- Born: 6 January 2010 (age 16) Kyiv

Gymnastics career
- Discipline: Rhythmic gymnastics
- Country represented: Ukraine (2024–)
- Club: Deriugins School
- Head coach: Irina Deriugina
- Choreographer: Iryna Blokhina
- Medal record
Rhythmic Gymnastics
Representing Ukraine
Junior World Championships
| Gold medal – first place | 2025 Sofia | 10 Clubs |
| Bronze medal – third place | 2025 Sofia | Group All-around |
Junior European Championships
| Gold medal – first place | 2025 Tallinn | Group All-Around |
| Gold medal – first place | 2025 Tallinn | 10 Clubs |
European Cup
| Silver medal – second place | 2025 Baku | Junior Group All-Around |
Gymnasiades
| Gold medal – first place | Bahrain 2024 | 5 Hoops |
| Silver medal – second place | Bahrain 2024 | All-around |
| Silver medal – second place | Bahrain 2024 | 10 Clubs |

= Oleksandra Nikol Samoukina =

Ukrainian rhythmic gymnast (born 2010)

Oleksandra Nikol Samoukina (Олександра Ніколь Самоукіна; born 6 January 2010) is a Ukrainian rhythmic gymnast. She represents Ukraine in international competitions.

== Biography ==
In 2024 Samoukina was incorporated into the Ukrainian national junior group, along Khrystyna Shkolnykova, Kateryna Shershen, Svitlana Apatkina and Anna Shcherbukha, for the Gymnasiade in Bahrain, winning gold with 5 hoops and silver in the All-Around and with 10 clubs.

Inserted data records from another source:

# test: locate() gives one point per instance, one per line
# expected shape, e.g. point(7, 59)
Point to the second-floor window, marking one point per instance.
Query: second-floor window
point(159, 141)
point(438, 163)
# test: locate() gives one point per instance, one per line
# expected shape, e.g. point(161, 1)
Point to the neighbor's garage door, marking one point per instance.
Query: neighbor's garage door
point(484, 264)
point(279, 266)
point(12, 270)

In May 2025 she and her teammates competed in the European Cup in Baku, winning silver in the All-Around. In June she took part in the European Championships in Tallinn, where the group won gold in the All-Around and with 5 pairs of clubs. It was later revealed she had been selected for the Junior World Championships in Sofia along Ahata Bilenko, Anastasiia Nikolenko, Taisiia Redka, Marharyta Melnyk and Kateryna Shershen. There they took 6th place with 5 hoops, won the bronze medal in the All-Around and gold in the 10 clubs final.